ÉLÉMENTS : Il y a bientôt cinq ans, vous publiiez Athéna à la borne, aujourd’hui réédité dans une version augmentée. Quel regard portez-vous sur l’évolution des libertés publiques depuis lors, particulièrement sur la séquence coronavirus ?
THIBAULT MERCIER. Au-delà du sujet des libertés publiques, longuement abordé dans cet essai, j’ai écrit cet Athéna pour redorer le blason de la discrimination. Dans l’imaginaire collectif « la discrimination c’est mal », mais personne n’est bien capable de donner une définition précise du terme qui fait néanmoins office de repoussoir dans le débat public. Cette discrimination, maniée avec parcimonie, est pourtant un outil primordial de défense de notre culture (et des cultures en générale).

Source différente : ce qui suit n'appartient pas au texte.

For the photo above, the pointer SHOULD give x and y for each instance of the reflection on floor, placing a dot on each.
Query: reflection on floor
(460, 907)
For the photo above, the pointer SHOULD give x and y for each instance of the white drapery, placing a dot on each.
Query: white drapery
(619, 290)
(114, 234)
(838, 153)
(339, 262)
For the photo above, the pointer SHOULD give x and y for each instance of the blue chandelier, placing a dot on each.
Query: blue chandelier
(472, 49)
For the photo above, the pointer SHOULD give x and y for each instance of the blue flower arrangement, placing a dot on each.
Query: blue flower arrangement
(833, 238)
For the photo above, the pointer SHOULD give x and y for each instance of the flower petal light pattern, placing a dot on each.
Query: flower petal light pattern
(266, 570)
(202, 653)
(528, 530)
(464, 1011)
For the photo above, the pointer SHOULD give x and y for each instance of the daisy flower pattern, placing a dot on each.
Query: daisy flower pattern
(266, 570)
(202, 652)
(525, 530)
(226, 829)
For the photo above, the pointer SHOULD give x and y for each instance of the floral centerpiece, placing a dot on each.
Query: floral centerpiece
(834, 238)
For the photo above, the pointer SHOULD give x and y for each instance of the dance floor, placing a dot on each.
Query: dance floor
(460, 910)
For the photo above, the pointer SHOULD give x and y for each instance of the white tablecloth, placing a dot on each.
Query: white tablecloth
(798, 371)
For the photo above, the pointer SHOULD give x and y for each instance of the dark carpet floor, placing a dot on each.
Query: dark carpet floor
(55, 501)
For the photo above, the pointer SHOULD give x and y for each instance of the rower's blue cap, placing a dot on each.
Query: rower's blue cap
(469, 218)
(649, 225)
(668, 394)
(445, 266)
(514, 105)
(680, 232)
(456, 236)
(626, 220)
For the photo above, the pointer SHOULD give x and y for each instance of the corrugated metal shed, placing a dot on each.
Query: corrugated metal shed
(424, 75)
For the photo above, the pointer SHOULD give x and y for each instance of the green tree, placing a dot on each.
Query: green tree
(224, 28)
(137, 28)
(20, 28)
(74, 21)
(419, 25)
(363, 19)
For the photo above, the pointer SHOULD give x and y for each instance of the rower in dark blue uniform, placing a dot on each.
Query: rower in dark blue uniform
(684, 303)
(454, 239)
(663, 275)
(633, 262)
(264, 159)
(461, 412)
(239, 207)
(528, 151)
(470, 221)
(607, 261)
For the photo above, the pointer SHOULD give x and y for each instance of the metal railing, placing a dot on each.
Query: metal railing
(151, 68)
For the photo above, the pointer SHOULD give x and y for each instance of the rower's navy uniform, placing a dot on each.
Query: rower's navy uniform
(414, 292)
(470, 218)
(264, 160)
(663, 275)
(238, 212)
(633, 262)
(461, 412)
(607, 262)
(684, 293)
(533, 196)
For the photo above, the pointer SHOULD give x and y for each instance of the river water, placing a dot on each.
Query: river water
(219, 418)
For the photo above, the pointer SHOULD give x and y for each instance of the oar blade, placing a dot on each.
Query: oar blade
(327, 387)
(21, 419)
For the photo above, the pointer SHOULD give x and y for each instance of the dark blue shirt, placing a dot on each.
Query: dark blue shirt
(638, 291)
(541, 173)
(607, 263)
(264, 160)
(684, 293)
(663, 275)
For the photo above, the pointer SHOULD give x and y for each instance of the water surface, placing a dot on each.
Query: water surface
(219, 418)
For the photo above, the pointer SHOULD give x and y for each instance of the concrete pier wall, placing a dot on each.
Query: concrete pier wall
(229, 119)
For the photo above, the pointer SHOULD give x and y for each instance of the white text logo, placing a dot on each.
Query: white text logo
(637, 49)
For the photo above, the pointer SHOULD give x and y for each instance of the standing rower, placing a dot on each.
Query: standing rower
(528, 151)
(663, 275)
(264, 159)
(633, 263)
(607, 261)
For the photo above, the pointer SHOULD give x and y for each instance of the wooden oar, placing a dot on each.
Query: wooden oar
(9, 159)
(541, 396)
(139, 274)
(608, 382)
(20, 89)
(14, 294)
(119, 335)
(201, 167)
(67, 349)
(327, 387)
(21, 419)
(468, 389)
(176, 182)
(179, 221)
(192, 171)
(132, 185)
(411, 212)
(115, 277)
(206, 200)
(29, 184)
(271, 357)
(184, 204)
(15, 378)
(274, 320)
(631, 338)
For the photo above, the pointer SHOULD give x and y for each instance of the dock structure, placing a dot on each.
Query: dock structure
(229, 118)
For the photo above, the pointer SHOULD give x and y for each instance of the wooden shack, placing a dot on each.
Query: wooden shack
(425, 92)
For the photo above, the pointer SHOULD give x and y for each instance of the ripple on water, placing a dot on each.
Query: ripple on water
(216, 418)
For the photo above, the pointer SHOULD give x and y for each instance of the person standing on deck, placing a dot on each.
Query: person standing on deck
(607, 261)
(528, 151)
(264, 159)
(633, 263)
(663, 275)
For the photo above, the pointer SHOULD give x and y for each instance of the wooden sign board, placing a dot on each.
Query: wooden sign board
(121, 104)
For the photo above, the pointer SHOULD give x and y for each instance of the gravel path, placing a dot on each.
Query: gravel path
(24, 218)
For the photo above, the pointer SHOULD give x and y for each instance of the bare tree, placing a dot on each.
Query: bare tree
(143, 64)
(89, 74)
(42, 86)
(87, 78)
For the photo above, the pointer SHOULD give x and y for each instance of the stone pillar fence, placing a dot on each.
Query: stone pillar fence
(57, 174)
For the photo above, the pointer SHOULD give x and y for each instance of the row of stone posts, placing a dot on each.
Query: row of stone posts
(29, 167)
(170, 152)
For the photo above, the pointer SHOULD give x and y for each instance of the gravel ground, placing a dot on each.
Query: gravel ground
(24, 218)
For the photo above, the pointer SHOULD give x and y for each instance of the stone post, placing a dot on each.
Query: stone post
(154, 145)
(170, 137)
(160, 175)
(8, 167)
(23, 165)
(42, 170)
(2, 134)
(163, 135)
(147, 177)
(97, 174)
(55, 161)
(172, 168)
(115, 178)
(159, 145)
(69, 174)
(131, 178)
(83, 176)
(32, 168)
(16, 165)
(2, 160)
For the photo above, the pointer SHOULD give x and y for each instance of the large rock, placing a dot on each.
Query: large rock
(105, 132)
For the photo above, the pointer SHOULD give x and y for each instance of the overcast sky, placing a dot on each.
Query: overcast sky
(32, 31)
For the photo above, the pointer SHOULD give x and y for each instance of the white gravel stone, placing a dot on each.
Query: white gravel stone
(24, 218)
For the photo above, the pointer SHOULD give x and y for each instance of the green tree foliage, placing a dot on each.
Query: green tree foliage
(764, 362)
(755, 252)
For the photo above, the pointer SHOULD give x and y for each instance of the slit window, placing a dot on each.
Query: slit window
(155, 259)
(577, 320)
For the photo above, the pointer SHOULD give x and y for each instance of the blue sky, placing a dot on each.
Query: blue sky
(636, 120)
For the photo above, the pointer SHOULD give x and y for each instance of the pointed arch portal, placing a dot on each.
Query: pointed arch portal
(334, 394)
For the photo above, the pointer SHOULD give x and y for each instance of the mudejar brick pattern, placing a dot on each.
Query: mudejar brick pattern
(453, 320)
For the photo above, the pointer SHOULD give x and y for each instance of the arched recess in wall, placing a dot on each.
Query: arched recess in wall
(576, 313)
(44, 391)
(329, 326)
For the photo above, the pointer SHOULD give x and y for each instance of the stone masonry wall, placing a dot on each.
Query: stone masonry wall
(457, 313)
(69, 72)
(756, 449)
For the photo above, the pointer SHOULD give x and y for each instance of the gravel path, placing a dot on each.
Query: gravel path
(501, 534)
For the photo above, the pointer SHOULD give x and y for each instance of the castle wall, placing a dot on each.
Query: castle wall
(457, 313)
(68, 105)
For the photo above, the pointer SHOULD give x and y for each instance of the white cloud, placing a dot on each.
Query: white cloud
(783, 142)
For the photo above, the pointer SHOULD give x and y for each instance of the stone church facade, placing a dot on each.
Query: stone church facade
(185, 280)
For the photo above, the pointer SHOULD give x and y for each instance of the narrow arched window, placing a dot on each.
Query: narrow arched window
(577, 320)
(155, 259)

Depuis 2019, le concept n’a malheureusement pas retrouvé ses lettres de noblesse et la lutte contre la discrimination permet d’ailleurs au Gouvernement de justifier la dissolution d’associations patriotes… Depuis la publication initiale de l’essai, je note tout de même – en feignant l’étonnement – que si la discrimination est toujours condamnée par nos « élites », ces dernières savent en faire très bon usage quand elle sert leurs intérêts. Les citoyens russes n’ont-ils pas fait l’objet de nombreuses mesures à leur encontre depuis le début de la guerre en Ukraine alors que la discrimination fondée sur la nationalité est prohibée ? Le Gouvernement n’a-t-il pas pratiqué une discrimination massive entre les citoyens vaccinés et non-vaccinés durant la crise Covid ? Covid et terrorisme, toutes ces « urgences » ont permis à l’État de favoriser la restriction de nos libertés comme réponse principale à tout problème politique qui se pose. Il suffit de voir les solutions évoquées pour lutter contre le réchauffement climatique ou assurer la sécurité à Paris pendant les Jeux olympiques 2024…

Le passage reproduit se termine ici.